De voorwaarden om gebruik te maken van deze voorziening zijn bedoeld om te borgen dat alleen landbouwers van deze voorziening gebruik kunnen maken die kunnen aantonen dat zij daadwerkelijk hogere opbrengsten gerealiseerd hebben zodat zeker is dat de regeling geen negatieve milieueffecten heeft ten opzichte van het generieke beleid zoals dat vastgelegd is in het vijfde Nederlandse actieprogramma Nitraatrichtlijn. De verhoging van de fosfaatgebruiksnorm is alleen van toepassing indien aan de volgende voorwaarden is voldaan:

  • Voor zover het suikerbieten, de in bijlage III, tabel 2, genoemde consumptieaardappelen, wintertarwe of zomergerst betreft, geldt dat de landbouwer verplicht is de afnemers te machtigen om informatie over de levering ter controle aan Onze Minister (hierna: minister) te verstrekken (tweede lid, onderdeel a). Hiermee wordt bewerkstelligd dat voor de gewassen die ook onder artikel 28a, eerste lid, van de Uitvoeringsregeling Meststoffenwet vallen, de voorwaarden in zoverre gelijk zijn.

  • Voor zover het gaat om pootaardappelen, zaaiui, mais en andere consumptieaardappelrassen dan de in bijlage III, tabel 2, genoemde consumptieaardappelrassen betreft, beschikt de ondernemer over schriftelijk bewijs (facturen, afleverbewijzen) waaruit blijkt dat het gewas aan een afnemer is geleverd en waaruit blijkt wat de gewasopbrengst is die aan de afnemer is geleverd (tweede lid, onderdeel b). Ook dient een samenstellingsverklaring van een accountant beschikbaar te zijn als bewijs dat de beschikbare gegevens met betrekking tot de gewasopbrengsten (tweede lid, onderdeel c) inderdaad gerealiseerd zijn. Uit dit schriftelijk bewijs is op te maken wat de gewasopbrengst was op het bedrijf. De definitie van gewasopbrengst is gegeven in artikel 103d van de Uitvoeringsregeling Meststoffenwet. Gewasopbrengsten die niet afgezet worden buiten het eigen bedrijf en waarvoor dus geen bewijs van levering aan een afnemer beschikbaar is, mogen niet worden meegeteld (derde lid) omdat borging van de juistheid van de opgegeven gewasopbrengst in dit kader anders niet goed mogelijk is.

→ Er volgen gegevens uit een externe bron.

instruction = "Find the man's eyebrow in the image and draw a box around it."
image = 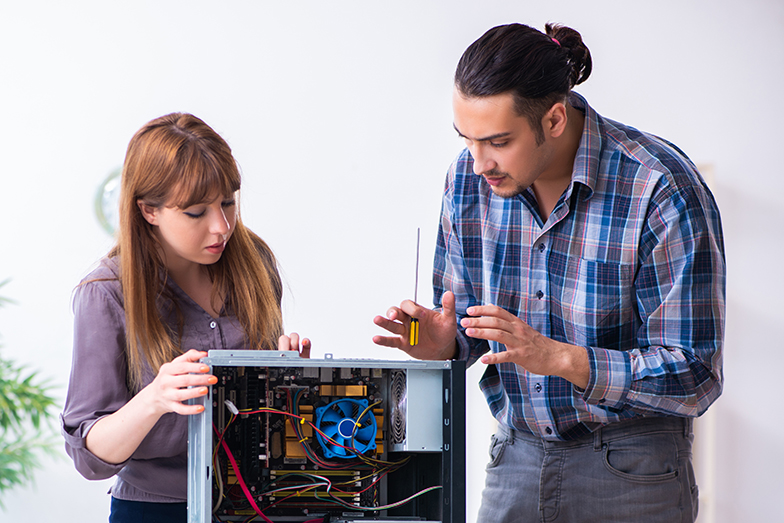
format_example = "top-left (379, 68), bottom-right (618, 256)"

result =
top-left (452, 124), bottom-right (512, 142)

  • Landbouwers die gebruik willen maken van deze maatregel dienen hun bedrijf jaarlijks uiterlijk op 15 mei bij de minister (dat wil zeggen bij RVO.nl) te melden (tweede lid, onderdeel d). Voor het jaar 2016 wordt de uiterste aanmelddatum gesteld op 15 december 2016 (vierde lid). Voor het doen van een beroep op de mogelijkheden die dit besluit biedt, wordt in het vijfde lid een overgangsregime ingesteld: in 2016 kunnen landbouwers gebruik maken van de mogelijkheden die dit besluit biedt als ze bovengemiddelde opbrengst kunnen aantonen in 2015, en in 2017 als ze bovengemiddelde opbrengst kunnen aantonen in 2015 en 2016.

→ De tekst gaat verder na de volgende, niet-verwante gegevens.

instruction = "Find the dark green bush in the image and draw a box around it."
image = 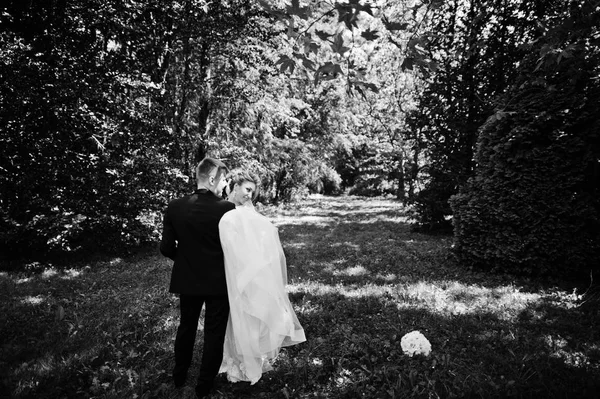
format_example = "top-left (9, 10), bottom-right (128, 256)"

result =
top-left (451, 3), bottom-right (600, 276)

  • Om controle ook enkele jaren na het bemestingsjaar nog mogelijk te maken, dienen alle relevante gegevens ten aanzien van geteelde gewassen en rassen, aantal hectaren grond dat met de desbetreffende gewassen en rassen was beteeld, de hoogte van de gewasopbrengst, de afnemers van de desbetreffende gewassen en gebruikte mestsoorten bewaard te worden door de deelnemende landbouwer. Op grond van artikel 34 van het Uitvoeringsbesluit is de landbouwer verplicht de administratie en de daarop betrekking hebbende bewijsstukken gedurende vijf jaren na afloop van het desbetreffende kalenderjaar door de landbouwer op het bedrijf te bewaren (tweede lid, onderdeel e).

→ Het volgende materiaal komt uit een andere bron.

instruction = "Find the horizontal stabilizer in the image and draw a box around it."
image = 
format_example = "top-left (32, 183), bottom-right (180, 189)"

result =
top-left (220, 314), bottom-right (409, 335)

  • Ten slotte geldt de voorwaarde dat extra bemesting voor fosfaat alleen is toegestaan indien de landbouwer gebruik maakt van bemesting met kunstmest, compost, champost, schuimaarde of vaste mest van graasdieren (tweede lid, onderdeel f). Het gebruik van deze meststoffen moet blijken uit de administratie van de landbouwer door gebruik van de mestcodes of opmerkingscodes. Met deze voorwaarde wordt gestimuleerd dat alleen meststoffen worden gebruikt die ook een bodemverbeterend effect hebben.

3. Milieueffecten

Van deze voorziening kunnen alleen bedrijven gebruik maken die door hogere gewasopbrengsten structureel meer fosfaat aan de grond onttrekken dan zij op grond van de geldende fosfaatgebruiksnorm van 60 kilogram fosfaat per hectare per jaar voor bouwland in de fosfaatklasse ‘neutraal’ mogen gebruiken. De voorziening kan alleen toegepast worden op bouwland met fosfaattoestand ‘neutraal’. In 2014 bevond 22% van het bouwland (ongeveer 190.000 hectare) zich in deze klasse (gegevens RVO.nl). Met de maatregel wordt bewerkstelligd dat de fosfaattoestand op percelen van landbouwers die structureel meer dan de fosfaatgebruiksnorm voor grond met fosfaattoestand ‘neutraal’ van 60 kilogram fosfaat per hectare per jaar aan de bodem onttrekken, niet zodanig daalt dat de fosfaattoestand verandert naar klasse ‘laag’. Dat is landbouwkundig ongewenst zoals in paragraaf 2 is toegelicht. In de fosfaatklasse ‘laag‘ geldt een hogere fosfaatgebruiksnorm van 75 kilogram.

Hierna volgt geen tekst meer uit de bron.